Here is another example from my own work. In a different project [3], a collaborating clinician and I were discussing why some survival results in a multi-centre study did not come out as expected. Because all the data and analysis code were available to us in an easy-to-read file, we could explore the question ourselves. By simply generating a table of the variable describing tumor stage, we were able to spot the problem: what we expected to see were the stage numbers 1–4, what we saw were entries like ‘XXX’, ‘Fred’ and ‘999’. The people who had given us the data had apparently done a poor job in curating it. Looking into the data ourselves was much quicker and more engaging than going to the postdoc working on the project and saying, ‘Figure this out for us’. My collaborator and I are much too busy to spend too much time on low-level data cleaning, and without the well documented analysis we would not have been able to contribute; but because we had very transparent data and code, it cost us just five minutes to spot a mistake.
Reason number 3: reproducibility helps reviewers see it your way
Most of us like to moan about peer review. One of the complaints I hear most often is: the reviewers didn’t even read the paper and had no idea what we were really doing.
This starkly contrasts with my experience during the review process of a recent paper [4], for which we had made the data and well-documented code easily accessible to the reviewers. One of the reviewers proposed a slight change to some analyses, and because he had access to the complete analysis, he could directly try out his ideas on our data and see how the results changed. The reviewer was completely on board, the only thing left to discuss was the best way to analyze the data. Exactly how a constructive review should be. And it would have been impossible without a transparent and reproducible presentation of our analyses.

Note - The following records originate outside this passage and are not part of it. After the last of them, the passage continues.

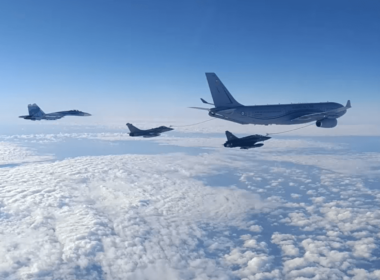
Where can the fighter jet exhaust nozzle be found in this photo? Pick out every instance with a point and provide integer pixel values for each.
(327, 123)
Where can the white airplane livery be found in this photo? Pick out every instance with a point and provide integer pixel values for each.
(324, 114)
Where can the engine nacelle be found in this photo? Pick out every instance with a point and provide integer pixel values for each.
(327, 123)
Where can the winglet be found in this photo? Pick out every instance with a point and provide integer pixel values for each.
(348, 105)
(205, 102)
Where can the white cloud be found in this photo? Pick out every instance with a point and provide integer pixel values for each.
(118, 217)
(13, 154)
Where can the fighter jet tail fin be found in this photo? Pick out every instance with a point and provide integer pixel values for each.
(34, 110)
(230, 136)
(220, 94)
(132, 128)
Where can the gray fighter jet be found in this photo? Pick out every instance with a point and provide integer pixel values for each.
(36, 114)
(148, 133)
(245, 143)
(324, 114)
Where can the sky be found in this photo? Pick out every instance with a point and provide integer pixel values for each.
(147, 59)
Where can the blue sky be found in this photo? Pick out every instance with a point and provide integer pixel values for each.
(123, 58)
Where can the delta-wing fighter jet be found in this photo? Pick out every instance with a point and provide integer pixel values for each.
(36, 114)
(245, 143)
(148, 133)
(324, 114)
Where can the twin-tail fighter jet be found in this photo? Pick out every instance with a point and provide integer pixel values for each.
(324, 114)
(245, 143)
(148, 133)
(36, 114)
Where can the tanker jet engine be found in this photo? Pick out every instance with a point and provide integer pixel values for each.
(154, 132)
(245, 143)
(36, 114)
(324, 114)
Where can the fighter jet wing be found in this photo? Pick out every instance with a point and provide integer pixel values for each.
(322, 115)
(52, 117)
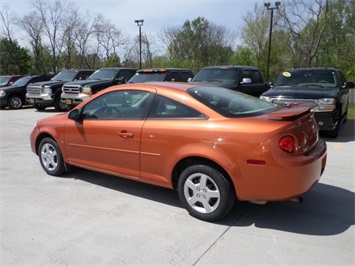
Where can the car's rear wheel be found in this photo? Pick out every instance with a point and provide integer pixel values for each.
(59, 105)
(334, 133)
(50, 157)
(15, 102)
(39, 107)
(205, 192)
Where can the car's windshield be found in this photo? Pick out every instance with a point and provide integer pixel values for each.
(147, 76)
(231, 103)
(104, 74)
(65, 76)
(216, 75)
(22, 81)
(4, 80)
(324, 78)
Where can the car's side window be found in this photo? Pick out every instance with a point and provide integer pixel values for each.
(173, 76)
(246, 74)
(117, 105)
(165, 108)
(256, 77)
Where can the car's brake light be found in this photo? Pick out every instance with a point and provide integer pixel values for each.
(287, 144)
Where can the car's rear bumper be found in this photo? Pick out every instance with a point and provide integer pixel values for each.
(327, 120)
(281, 179)
(3, 102)
(71, 99)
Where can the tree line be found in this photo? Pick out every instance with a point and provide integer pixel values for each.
(306, 33)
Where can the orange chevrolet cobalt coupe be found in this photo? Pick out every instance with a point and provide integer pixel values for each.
(212, 145)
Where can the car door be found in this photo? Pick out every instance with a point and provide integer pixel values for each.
(107, 136)
(163, 134)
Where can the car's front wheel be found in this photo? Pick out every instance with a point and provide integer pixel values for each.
(50, 157)
(205, 192)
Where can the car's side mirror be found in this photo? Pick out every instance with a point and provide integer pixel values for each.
(121, 80)
(74, 115)
(246, 81)
(349, 85)
(269, 84)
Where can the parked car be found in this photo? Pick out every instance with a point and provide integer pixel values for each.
(211, 144)
(44, 94)
(14, 96)
(162, 74)
(73, 93)
(244, 79)
(6, 81)
(326, 88)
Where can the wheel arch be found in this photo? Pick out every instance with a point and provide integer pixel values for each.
(192, 160)
(40, 137)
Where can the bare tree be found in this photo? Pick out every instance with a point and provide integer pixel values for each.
(7, 22)
(53, 16)
(32, 25)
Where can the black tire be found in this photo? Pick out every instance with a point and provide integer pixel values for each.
(50, 157)
(39, 107)
(70, 107)
(15, 102)
(59, 105)
(205, 192)
(334, 133)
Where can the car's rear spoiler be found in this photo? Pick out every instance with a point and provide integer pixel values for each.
(289, 114)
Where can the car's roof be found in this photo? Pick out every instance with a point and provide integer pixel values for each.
(182, 86)
(156, 69)
(117, 68)
(231, 67)
(311, 68)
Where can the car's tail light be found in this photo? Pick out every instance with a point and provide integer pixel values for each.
(287, 144)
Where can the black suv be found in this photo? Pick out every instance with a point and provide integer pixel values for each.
(45, 94)
(162, 74)
(14, 96)
(244, 79)
(326, 88)
(73, 93)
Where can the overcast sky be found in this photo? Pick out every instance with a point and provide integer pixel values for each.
(157, 14)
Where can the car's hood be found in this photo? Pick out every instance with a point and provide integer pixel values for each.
(301, 92)
(214, 84)
(47, 83)
(88, 82)
(11, 87)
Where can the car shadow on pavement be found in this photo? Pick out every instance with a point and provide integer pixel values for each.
(346, 133)
(325, 210)
(131, 187)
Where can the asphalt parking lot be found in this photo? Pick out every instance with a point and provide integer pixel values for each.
(92, 218)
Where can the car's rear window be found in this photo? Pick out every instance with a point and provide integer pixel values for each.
(147, 76)
(322, 78)
(65, 76)
(231, 103)
(218, 75)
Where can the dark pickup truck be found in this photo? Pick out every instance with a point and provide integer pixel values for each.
(325, 88)
(45, 94)
(73, 93)
(244, 79)
(14, 96)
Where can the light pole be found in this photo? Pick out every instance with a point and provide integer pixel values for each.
(140, 24)
(267, 5)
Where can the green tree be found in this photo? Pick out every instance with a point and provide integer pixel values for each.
(197, 44)
(13, 58)
(337, 45)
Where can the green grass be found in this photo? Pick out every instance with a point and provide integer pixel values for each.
(351, 111)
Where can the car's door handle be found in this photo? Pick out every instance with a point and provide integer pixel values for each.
(126, 135)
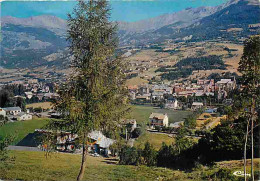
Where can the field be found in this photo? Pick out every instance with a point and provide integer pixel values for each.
(35, 166)
(21, 128)
(44, 105)
(142, 113)
(155, 139)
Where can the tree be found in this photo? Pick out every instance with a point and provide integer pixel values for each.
(129, 156)
(149, 155)
(249, 66)
(165, 156)
(94, 97)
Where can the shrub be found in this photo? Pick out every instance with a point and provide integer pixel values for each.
(129, 156)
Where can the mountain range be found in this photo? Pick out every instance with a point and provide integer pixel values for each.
(41, 40)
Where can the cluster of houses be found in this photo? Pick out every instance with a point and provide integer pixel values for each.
(35, 89)
(15, 114)
(170, 93)
(66, 142)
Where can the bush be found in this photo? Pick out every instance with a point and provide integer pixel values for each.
(149, 154)
(129, 156)
(136, 133)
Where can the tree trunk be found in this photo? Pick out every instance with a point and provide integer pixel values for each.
(245, 149)
(252, 149)
(83, 163)
(252, 138)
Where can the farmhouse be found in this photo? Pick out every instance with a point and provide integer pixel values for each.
(12, 110)
(131, 122)
(2, 112)
(176, 125)
(196, 105)
(159, 119)
(22, 116)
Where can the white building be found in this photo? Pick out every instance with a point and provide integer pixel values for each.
(171, 104)
(12, 110)
(159, 119)
(2, 112)
(22, 116)
(196, 105)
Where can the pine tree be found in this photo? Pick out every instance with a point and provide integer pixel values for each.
(94, 98)
(249, 66)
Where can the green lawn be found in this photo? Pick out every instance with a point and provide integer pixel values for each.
(20, 129)
(29, 165)
(34, 166)
(155, 139)
(142, 113)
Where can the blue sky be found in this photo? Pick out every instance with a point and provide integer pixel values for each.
(125, 10)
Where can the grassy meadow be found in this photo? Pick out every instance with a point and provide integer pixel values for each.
(59, 166)
(21, 129)
(28, 165)
(155, 139)
(142, 113)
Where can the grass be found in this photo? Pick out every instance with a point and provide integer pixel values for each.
(44, 105)
(34, 166)
(142, 113)
(29, 165)
(155, 139)
(20, 129)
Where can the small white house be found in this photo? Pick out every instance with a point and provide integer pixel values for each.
(2, 112)
(176, 125)
(196, 105)
(12, 110)
(22, 116)
(131, 122)
(171, 104)
(159, 119)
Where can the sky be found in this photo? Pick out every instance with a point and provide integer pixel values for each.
(122, 10)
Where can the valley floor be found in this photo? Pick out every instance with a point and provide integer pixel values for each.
(29, 165)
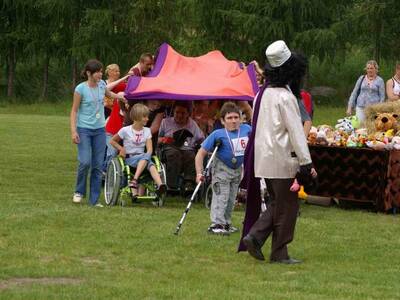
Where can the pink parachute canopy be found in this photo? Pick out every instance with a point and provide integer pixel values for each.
(207, 77)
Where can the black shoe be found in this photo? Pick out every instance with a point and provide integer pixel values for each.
(253, 247)
(289, 261)
(231, 229)
(161, 190)
(135, 199)
(218, 229)
(188, 187)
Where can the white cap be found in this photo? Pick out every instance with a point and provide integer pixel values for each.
(277, 53)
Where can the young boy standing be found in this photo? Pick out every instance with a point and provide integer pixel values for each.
(226, 170)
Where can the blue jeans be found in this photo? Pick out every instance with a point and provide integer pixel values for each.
(90, 156)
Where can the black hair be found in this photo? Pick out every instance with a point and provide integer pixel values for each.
(146, 55)
(229, 107)
(92, 66)
(290, 73)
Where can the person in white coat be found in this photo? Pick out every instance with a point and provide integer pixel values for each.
(280, 151)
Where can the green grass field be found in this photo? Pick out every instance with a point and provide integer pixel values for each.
(52, 249)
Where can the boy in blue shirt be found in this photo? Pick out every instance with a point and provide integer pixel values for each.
(227, 167)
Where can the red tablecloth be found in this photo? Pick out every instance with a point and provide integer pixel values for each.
(358, 174)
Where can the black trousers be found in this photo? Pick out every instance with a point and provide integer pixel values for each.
(279, 218)
(179, 161)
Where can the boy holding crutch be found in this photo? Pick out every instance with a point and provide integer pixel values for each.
(226, 171)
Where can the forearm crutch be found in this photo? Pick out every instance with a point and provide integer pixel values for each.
(178, 227)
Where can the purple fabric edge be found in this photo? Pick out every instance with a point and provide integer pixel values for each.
(251, 70)
(133, 81)
(160, 60)
(168, 96)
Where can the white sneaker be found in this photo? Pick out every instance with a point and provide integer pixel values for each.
(77, 198)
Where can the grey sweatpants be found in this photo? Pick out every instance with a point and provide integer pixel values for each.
(225, 184)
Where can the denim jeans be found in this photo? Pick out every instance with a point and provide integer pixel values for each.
(90, 156)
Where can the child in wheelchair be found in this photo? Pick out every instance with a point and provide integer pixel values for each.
(136, 139)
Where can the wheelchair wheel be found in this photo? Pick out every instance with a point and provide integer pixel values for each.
(112, 184)
(161, 199)
(208, 196)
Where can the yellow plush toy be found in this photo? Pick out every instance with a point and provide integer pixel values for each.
(385, 122)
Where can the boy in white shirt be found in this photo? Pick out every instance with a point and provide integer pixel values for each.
(136, 138)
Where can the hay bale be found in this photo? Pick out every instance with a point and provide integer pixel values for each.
(372, 110)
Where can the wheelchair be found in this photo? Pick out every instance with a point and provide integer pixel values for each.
(205, 192)
(119, 174)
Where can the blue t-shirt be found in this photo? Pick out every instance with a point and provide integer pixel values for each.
(91, 109)
(230, 145)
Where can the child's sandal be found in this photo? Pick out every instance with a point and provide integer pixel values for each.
(134, 187)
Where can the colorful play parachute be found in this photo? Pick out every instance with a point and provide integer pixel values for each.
(177, 77)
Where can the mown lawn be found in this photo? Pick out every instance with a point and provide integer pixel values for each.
(52, 249)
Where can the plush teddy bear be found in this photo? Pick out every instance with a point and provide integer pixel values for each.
(345, 125)
(385, 122)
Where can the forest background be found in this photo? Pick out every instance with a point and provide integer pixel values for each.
(45, 43)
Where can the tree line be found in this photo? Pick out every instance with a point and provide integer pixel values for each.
(44, 43)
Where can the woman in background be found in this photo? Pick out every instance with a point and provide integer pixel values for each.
(369, 89)
(393, 85)
(87, 130)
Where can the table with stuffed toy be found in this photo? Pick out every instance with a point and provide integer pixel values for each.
(358, 174)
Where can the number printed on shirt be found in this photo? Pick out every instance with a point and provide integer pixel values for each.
(240, 145)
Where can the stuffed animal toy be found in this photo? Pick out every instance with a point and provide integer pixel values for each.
(321, 138)
(355, 122)
(312, 138)
(345, 125)
(180, 137)
(385, 122)
(352, 141)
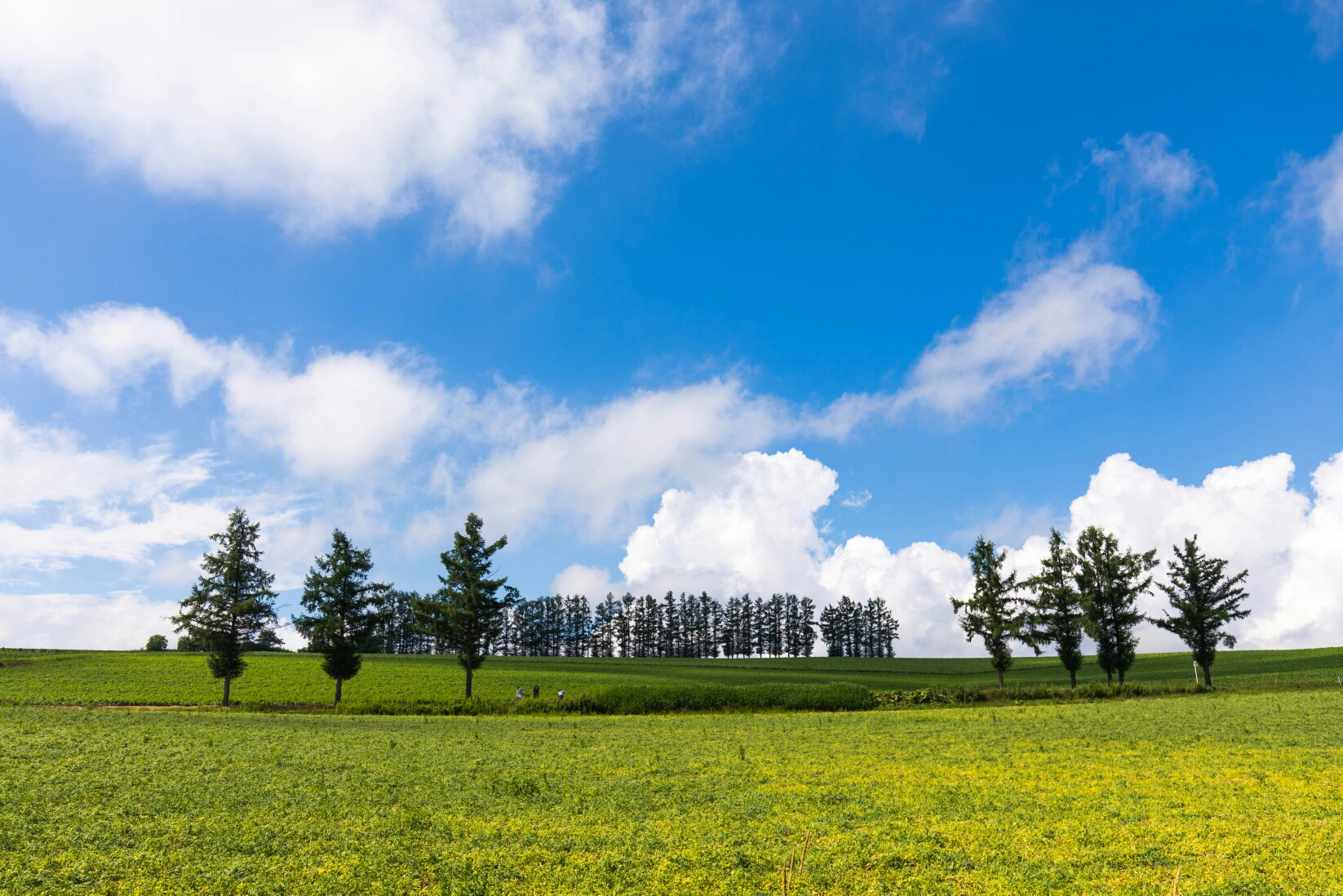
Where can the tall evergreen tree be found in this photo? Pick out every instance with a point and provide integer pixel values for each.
(231, 603)
(466, 614)
(994, 613)
(1056, 611)
(344, 607)
(1110, 583)
(1205, 601)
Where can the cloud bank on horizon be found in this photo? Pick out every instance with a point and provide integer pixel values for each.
(484, 112)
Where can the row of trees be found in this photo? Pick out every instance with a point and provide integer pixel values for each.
(1093, 590)
(231, 610)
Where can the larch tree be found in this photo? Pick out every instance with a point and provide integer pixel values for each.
(465, 615)
(231, 603)
(994, 613)
(1205, 602)
(1056, 614)
(1110, 582)
(344, 607)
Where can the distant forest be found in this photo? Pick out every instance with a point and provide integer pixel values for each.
(782, 625)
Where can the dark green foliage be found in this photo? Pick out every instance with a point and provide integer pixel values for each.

Reason number 4: reproducibility enables continuity of your work
I would be surprised if you hadn’t heard the following remarks before, maybe you have even said them yourself: “I am so busy, I can’t remember all the details of all my projects” or “I did this analysis 6 months ago. Of course I can’t remember all the details after such a long time” or “My principle investigator (PI) said I should continue the project of a previous postdoc, but that postdoc is long gone and hasn’t saved any scripts or data”.
Think about it, all of these issues can be solved by documenting data and code well and by making them easily accessible. This point is particularly important for PIs who work on challenging long-term projects. How can you ensure the continuity of work in your lab if progress is not documented reproducibly? In my own group, I don’t even discuss results with students if they are not documented well. No proof of reproducibility, no result!
Reason number 5: reproducibility helps to build your reputation
For several papers, we have made our data, code and analyses available as an Experiment Package on Bioconductor [5]. When I came up for tenure, I cited all of these packages as research output of my lab. Generally, making your analyses available in this way will help you to build a reputation for being an honest and careful researcher. Should there ever be a problem with one of your papers, you will be in a very good position to defend yourself and to show that you reported everything in good faith.
The recent paper published in Science “Scientific standards. Promoting an open research culture” [6] summarizes eight standards and three levels of reproducibility guidelines. Using tools such as R and knitR (Box 1) will make it likely that you comply easily with the highest-level guideline — and again, that is good for your reputation.